How would you design AI for personal productivity?
### Signal to interviewer
I can design productivity AI to improve real execution outcomes rather than adding surface-level automation.
### Clarify
I would clarify target user profile, preferred tools, and whether success is time saved, stress reduction, or throughput quality.
### Approach
Use an outcome pyramid: capture commitments, prioritize intelligently, then drive execution with focused suggestions and reminders.

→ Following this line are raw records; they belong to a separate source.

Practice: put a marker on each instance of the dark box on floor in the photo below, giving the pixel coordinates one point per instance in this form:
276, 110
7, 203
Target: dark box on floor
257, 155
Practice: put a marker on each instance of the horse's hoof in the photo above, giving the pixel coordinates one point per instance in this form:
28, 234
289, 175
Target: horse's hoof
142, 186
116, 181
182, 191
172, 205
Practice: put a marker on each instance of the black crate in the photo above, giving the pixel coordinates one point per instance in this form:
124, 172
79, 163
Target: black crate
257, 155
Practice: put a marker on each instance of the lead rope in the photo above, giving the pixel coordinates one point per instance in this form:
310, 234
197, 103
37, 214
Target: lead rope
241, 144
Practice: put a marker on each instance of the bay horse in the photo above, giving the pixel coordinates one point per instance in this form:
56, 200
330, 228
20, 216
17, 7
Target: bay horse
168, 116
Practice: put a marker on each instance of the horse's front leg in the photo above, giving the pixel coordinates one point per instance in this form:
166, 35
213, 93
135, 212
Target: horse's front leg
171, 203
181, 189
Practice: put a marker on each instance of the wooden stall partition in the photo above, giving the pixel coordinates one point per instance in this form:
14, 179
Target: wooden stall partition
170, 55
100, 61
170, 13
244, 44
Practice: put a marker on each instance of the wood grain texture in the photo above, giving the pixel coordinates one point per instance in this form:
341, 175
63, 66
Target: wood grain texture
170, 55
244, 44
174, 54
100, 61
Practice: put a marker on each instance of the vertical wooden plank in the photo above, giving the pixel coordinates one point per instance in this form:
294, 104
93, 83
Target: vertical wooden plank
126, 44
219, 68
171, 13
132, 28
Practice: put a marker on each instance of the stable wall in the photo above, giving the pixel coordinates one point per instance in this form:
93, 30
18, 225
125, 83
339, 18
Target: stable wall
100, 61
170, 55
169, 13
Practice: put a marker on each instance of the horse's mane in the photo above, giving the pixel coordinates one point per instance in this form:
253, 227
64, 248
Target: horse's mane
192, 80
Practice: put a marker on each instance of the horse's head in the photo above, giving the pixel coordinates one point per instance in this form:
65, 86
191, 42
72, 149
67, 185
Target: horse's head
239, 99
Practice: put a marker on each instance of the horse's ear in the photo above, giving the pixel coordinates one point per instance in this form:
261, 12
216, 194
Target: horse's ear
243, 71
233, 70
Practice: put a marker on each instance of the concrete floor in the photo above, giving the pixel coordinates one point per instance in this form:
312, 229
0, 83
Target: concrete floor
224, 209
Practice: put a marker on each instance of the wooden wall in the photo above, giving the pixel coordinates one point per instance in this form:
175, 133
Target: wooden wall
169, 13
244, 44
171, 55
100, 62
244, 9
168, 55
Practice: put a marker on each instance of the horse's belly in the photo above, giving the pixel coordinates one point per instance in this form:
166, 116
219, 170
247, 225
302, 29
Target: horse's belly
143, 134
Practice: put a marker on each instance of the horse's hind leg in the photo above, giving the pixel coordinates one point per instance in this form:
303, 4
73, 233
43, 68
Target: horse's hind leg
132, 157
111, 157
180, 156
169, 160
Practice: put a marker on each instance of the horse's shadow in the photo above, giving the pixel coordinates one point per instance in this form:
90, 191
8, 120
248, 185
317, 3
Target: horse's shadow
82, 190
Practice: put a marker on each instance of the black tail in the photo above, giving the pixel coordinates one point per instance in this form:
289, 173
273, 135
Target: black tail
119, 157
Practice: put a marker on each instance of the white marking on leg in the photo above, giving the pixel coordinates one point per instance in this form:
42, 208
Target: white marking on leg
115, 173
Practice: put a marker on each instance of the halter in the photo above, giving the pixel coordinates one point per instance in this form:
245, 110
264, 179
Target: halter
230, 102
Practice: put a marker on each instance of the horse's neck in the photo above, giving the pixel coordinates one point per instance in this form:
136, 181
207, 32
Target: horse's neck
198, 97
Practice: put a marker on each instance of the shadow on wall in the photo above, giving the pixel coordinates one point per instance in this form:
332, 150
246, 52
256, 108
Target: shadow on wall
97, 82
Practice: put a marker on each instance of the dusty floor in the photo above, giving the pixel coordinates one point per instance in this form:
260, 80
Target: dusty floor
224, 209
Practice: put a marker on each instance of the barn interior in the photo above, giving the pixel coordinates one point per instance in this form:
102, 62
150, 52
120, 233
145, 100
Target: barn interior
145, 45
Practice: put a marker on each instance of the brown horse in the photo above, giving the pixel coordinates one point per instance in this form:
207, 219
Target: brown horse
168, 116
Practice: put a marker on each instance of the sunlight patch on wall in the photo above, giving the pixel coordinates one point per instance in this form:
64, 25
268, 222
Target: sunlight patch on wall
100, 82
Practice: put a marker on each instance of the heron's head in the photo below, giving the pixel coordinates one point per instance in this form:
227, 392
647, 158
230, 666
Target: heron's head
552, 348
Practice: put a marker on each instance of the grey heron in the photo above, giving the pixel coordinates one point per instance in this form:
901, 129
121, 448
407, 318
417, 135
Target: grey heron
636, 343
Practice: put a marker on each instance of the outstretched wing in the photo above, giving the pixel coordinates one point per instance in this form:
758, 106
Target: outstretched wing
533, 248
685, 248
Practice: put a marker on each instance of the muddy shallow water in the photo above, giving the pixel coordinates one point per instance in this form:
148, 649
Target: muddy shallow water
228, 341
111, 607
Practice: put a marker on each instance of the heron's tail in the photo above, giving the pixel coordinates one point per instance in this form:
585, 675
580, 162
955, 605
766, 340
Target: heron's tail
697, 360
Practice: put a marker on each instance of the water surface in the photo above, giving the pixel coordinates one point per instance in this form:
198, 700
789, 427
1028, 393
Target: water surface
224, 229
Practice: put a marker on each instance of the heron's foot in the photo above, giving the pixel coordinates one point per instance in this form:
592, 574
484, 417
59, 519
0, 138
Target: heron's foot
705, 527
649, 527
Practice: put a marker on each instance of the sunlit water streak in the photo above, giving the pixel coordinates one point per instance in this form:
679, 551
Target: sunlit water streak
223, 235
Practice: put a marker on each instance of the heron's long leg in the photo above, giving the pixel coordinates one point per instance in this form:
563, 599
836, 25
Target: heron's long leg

### Metrics & instrumentation
Primary metric: completion of high-priority tasks per active week. Secondary metrics: plan adherence, context-switch reduction, and recommendation acceptance. Guardrails: reminder fatigue, reschedule churn, and user override frequency.
### Tradeoffs
More automation can reduce planning effort but may reduce perceived agency. More control improves trust but can lower speed gains.
### Risks & mitigations
Risk: recommendation overload; mitigate with strict ranking thresholds. Risk: wrong prioritization; mitigate with quick feedback loops. Risk: fragmented context; mitigate with selective integrations and recency weighting.
### Example
For consultants, the assistant consolidates client deliverables, drafts a daily plan, and proposes focus windows around deadline-critical work.
### 90-second version
Build personal productivity AI as an outcome engine: capture, prioritize, execute. Measure high-priority completion and keep user control explicit so automation feels helpful, not intrusive.
- How do you define high-priority work across different user types?
- Which productivity systems should be integrated first to maximize value?
- How would you model recommendation confidence to avoid overload?
- What evaluation method proves stress reduction, not just activity increase?